There was an open log fire and a large, brown wood and Bakelite radio on a shelf behind Mrs Ward. ‘My sister and I used to go to these meetings because the sitting room was the only warm room in the house. Mrs Howlett used to sit next to my mother. She did not know much about the business of the WI so my mother would guide her on those matters,’ Dorcas explained. Mrs Ward was the secretary minute-taker throughout the war years and Dorcas said that despite her positive comments and observations she did sometimes get frustrated with the women on the committee, especially those who would sit through meeting after meeting without saying a word.

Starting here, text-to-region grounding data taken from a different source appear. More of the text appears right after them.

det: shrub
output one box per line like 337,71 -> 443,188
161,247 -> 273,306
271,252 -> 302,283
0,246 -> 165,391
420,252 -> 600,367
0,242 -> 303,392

Ruth Toosey, in the village of Barrow, Cheshire, was also the secretary of her WI during the war. Her daughter, Caroline Dickinson, remembered that meetings took place in the evenings throughout the war as the farmers’ wives would have found it impossible to get to afternoon meetings. Mrs Toosey would spend the following evening writing up the minutes. Caroline has a strong memory of her mother ‘sitting at her desk, fountain pen in one hand, cigarette in the other, huffing and puffing over the minutes. Sometimes she would tell us stories about what had gone on at meetings and often these were very funny. One evening she came back giggling about an almost
stand-up fight between two ladies over washing woollen items. She said it had been like a Punch and Judy show.’

For Caroline and her brother, John, living at the White House in the village, the war dominated their childhoods. Life in Barrow was similar to that of many other rural villages at the time. It lay some five miles from Chester, at the head of the Wirral. Liverpool was a little over twenty miles away and both of Caroline’s grandmothers lived there so she grew up with memories of both peaceful Barrow and the bombed-out city.

The centre of the village had focused around the millhouse, which stopped working as a mill just before the war, but Caroline could remember the delicious smells that came from it. The majority of the villagers worked on the farms around Barrow but there were a number of larger houses owned by families with business interests elsewhere. These women were leading lights in the WI. Mrs Norman’s family owned the department store Owen Owens in Liverpool and Mrs Synge, who was president, and Mrs Gamon, who was also on the committee, lived in two of the other large houses in the centre of the village.